ARFED: Attack-Resistant Federated averaging based on outlier elimination

TL;DR

ARFED is a novel federated learning defense method that identifies and eliminates outlier model updates to protect against various poisoning attacks without relying on data distribution assumptions.

Contribution

It introduces ARFED, a robust outlier-based defense algorithm for federated learning that works under diverse attack scenarios and data distributions.

Findings

ARFED effectively defends against label flipping, Byzantine, and partial knowledge attacks.

It performs well in both IID and Non-IID data settings.

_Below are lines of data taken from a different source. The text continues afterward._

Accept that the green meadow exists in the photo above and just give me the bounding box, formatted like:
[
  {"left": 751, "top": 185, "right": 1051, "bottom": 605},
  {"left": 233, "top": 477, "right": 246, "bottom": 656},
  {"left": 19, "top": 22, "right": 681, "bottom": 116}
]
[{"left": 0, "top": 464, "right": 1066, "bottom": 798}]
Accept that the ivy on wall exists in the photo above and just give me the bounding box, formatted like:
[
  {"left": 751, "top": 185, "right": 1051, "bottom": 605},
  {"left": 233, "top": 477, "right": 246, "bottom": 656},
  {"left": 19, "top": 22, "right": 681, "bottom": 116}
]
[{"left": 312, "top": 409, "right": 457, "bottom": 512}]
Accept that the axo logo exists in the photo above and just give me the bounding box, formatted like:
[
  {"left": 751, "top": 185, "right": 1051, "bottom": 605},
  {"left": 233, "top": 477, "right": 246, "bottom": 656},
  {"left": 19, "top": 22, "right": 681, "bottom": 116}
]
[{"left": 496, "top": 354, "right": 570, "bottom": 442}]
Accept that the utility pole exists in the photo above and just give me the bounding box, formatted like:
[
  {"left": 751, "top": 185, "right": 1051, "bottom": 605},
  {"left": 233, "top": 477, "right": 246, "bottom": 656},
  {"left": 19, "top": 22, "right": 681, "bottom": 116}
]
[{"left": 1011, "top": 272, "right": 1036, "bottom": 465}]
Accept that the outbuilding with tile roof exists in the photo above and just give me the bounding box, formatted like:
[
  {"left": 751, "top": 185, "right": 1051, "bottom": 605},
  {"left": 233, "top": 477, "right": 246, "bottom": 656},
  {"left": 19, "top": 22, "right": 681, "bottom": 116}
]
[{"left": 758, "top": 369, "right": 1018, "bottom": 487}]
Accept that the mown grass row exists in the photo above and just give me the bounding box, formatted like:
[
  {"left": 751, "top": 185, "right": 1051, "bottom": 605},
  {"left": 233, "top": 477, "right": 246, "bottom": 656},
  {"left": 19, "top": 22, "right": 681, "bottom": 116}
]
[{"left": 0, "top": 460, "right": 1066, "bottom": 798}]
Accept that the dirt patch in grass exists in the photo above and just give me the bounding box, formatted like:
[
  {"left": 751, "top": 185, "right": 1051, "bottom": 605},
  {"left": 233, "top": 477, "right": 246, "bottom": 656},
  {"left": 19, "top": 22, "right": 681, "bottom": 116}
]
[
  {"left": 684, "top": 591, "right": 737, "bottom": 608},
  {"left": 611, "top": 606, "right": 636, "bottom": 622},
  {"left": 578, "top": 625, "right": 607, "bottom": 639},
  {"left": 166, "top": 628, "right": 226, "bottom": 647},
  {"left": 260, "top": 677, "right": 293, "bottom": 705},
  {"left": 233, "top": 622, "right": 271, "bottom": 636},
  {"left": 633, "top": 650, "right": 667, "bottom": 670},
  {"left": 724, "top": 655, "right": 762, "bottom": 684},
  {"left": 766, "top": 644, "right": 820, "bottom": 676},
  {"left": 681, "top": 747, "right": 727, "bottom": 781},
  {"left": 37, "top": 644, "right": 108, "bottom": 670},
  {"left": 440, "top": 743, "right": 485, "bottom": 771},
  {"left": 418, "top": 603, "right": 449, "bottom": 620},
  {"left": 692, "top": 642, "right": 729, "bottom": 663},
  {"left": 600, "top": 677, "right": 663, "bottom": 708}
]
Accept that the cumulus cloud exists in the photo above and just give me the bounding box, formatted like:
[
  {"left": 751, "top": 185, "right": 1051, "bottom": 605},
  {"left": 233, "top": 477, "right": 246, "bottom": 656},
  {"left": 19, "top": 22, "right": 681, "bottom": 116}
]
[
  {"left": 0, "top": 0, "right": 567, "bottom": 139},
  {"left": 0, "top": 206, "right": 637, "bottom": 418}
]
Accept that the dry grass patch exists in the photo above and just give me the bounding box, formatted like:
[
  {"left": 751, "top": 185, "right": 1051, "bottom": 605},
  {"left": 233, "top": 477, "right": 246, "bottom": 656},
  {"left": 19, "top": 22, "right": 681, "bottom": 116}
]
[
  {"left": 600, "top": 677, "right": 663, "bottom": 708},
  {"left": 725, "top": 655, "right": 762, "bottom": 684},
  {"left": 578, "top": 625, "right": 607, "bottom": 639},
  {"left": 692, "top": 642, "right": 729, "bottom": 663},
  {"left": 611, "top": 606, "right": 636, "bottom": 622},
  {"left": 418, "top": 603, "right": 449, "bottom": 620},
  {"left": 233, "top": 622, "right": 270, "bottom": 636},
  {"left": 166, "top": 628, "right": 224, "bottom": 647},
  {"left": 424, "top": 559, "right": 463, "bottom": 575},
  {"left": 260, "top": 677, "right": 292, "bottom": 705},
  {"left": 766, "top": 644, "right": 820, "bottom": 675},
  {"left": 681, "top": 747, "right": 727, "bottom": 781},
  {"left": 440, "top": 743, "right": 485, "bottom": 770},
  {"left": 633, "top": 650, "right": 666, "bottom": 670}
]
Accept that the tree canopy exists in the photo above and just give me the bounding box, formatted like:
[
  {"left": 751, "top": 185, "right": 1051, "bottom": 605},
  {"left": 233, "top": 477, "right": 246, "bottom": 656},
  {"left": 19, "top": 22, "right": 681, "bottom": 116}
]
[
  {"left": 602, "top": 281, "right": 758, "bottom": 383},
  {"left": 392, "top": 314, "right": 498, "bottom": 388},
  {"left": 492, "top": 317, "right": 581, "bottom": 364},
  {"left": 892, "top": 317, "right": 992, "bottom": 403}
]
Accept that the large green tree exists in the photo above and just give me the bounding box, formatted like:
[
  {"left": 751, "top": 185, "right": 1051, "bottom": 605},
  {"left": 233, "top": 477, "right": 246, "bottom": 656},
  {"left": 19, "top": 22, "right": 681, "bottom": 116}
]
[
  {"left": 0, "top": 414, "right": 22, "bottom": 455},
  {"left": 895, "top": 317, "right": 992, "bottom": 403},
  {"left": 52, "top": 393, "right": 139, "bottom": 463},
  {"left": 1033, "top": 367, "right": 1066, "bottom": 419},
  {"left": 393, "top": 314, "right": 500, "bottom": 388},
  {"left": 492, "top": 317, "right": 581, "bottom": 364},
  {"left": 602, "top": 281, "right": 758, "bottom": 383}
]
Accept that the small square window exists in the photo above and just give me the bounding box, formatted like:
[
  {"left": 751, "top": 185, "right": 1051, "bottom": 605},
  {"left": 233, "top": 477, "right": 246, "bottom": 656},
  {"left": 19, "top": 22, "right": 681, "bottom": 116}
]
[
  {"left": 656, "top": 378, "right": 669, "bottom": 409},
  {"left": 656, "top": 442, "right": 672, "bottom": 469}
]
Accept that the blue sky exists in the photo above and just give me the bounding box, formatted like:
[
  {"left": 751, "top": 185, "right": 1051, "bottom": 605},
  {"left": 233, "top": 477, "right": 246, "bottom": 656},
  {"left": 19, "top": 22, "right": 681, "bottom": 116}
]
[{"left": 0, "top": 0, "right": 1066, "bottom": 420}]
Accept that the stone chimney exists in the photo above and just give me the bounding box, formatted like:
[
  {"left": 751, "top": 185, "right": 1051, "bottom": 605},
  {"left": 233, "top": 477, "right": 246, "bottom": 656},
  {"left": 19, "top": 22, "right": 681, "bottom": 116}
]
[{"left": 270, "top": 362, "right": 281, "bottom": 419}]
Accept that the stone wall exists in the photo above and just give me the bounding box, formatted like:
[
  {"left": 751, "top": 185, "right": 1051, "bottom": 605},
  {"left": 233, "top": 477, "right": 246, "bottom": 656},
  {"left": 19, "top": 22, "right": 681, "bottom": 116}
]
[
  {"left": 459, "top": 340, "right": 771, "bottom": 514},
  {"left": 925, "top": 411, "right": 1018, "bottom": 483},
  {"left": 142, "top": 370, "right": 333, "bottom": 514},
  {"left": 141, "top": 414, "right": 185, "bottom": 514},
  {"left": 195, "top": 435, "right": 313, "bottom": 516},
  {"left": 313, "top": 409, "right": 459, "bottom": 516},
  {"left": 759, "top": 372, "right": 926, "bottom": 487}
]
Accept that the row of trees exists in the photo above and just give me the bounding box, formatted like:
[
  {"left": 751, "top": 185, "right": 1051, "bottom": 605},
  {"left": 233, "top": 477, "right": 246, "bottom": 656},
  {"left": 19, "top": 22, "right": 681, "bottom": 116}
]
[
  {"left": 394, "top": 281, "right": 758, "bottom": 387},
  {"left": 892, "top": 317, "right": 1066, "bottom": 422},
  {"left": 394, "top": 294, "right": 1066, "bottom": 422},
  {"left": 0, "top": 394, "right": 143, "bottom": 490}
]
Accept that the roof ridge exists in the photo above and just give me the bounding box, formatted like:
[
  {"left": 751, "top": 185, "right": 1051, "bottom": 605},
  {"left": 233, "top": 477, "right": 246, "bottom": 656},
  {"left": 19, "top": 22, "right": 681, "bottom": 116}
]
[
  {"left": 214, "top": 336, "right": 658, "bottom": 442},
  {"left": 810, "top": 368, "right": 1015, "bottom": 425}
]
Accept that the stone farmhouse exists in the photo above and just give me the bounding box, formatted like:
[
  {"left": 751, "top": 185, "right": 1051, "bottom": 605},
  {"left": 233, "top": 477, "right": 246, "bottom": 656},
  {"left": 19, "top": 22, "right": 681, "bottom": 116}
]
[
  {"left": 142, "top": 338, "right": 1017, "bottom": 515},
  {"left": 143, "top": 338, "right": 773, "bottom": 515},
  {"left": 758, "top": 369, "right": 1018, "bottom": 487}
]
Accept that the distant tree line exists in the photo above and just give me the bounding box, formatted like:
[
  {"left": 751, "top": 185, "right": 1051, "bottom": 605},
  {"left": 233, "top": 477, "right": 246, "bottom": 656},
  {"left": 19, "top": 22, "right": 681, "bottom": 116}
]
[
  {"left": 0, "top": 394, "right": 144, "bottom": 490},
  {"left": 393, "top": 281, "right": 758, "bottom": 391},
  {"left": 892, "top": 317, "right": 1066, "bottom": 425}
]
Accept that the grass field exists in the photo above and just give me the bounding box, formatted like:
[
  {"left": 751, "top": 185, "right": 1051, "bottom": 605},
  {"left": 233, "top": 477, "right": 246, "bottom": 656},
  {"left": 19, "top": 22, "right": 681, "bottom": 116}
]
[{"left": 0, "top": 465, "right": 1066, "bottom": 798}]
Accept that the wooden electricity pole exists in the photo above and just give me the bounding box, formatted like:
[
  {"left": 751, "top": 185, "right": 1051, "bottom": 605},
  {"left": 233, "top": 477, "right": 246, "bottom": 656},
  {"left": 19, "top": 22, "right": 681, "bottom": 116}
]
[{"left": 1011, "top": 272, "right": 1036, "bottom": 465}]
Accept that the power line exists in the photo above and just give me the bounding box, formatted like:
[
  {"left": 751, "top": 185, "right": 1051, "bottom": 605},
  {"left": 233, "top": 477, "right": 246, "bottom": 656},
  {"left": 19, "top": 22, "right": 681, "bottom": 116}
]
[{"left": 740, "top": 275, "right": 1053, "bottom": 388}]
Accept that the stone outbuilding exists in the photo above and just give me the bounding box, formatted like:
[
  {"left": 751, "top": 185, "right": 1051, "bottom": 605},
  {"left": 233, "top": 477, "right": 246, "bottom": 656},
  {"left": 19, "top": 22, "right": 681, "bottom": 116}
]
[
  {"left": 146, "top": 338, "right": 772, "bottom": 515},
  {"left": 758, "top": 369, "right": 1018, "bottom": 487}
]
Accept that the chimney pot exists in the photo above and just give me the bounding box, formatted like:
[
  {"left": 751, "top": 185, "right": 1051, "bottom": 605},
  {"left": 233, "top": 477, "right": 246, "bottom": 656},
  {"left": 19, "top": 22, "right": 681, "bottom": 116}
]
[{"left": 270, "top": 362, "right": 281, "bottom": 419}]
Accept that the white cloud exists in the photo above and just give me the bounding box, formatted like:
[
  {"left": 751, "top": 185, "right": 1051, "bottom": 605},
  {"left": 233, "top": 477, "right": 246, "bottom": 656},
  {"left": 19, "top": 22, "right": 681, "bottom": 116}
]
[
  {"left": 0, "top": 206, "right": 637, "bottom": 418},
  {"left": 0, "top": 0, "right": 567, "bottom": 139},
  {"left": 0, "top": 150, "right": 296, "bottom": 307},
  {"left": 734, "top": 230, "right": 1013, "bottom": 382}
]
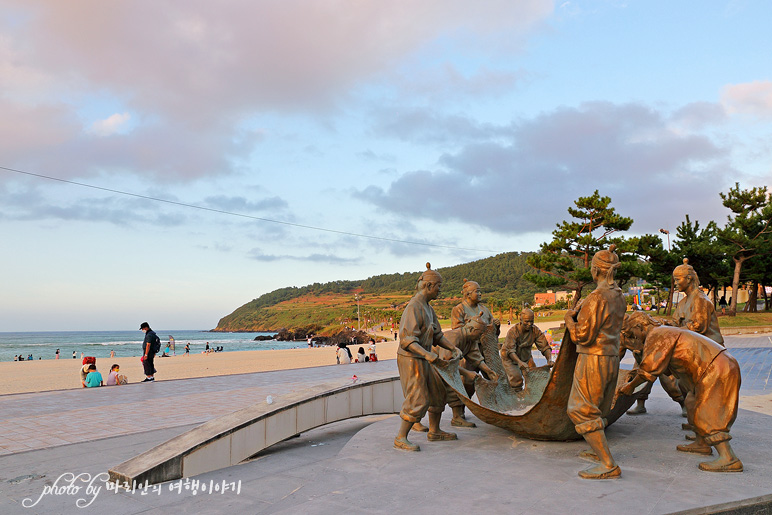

The new organized partial knowledge attack demonstrates higher effectiveness than independent attacks.

Abstract

In federated learning, each participant trains its local model with its own data and a global model is formed at a trusted server by aggregating model updates coming from these participants. Since the server has no effect and visibility on the training procedure of the participants to ensure privacy, the global model becomes vulnerable to attacks such as data poisoning and model poisoning. Although many defense algorithms have recently been proposed to address these attacks, they often make strong assumptions that do not agree with the nature of federated learning, such as assuming Non-IID datasets. Moreover, they mostly lack comprehensive experimental analyses. In this work, we propose a defense algorithm called ARFED that does not make any assumptions about data distribution, update similarity of participants, or the ratio of the malicious participants. ARFED mainly considers the outlier status of participant updates for each layer of the model architecture based on the distance to the global model. Hence, the participants that do not have any outlier layer are involved in model aggregation. We have performed extensive experiments on diverse scenarios and shown that the proposed approach provides a robust defense against different attacks. To test the defense capability of the ARFED in different conditions, we considered label flipping, Byzantine, and partial knowledge attacks for both IID and Non-IID settings in our experimental evaluations. Moreover, we proposed a new attack, called organized partial knowledge attack, where malicious participants use their training statistics collaboratively to define a common poisoned model. We have shown that organized partial knowledge attacks are more effective than independent attacks.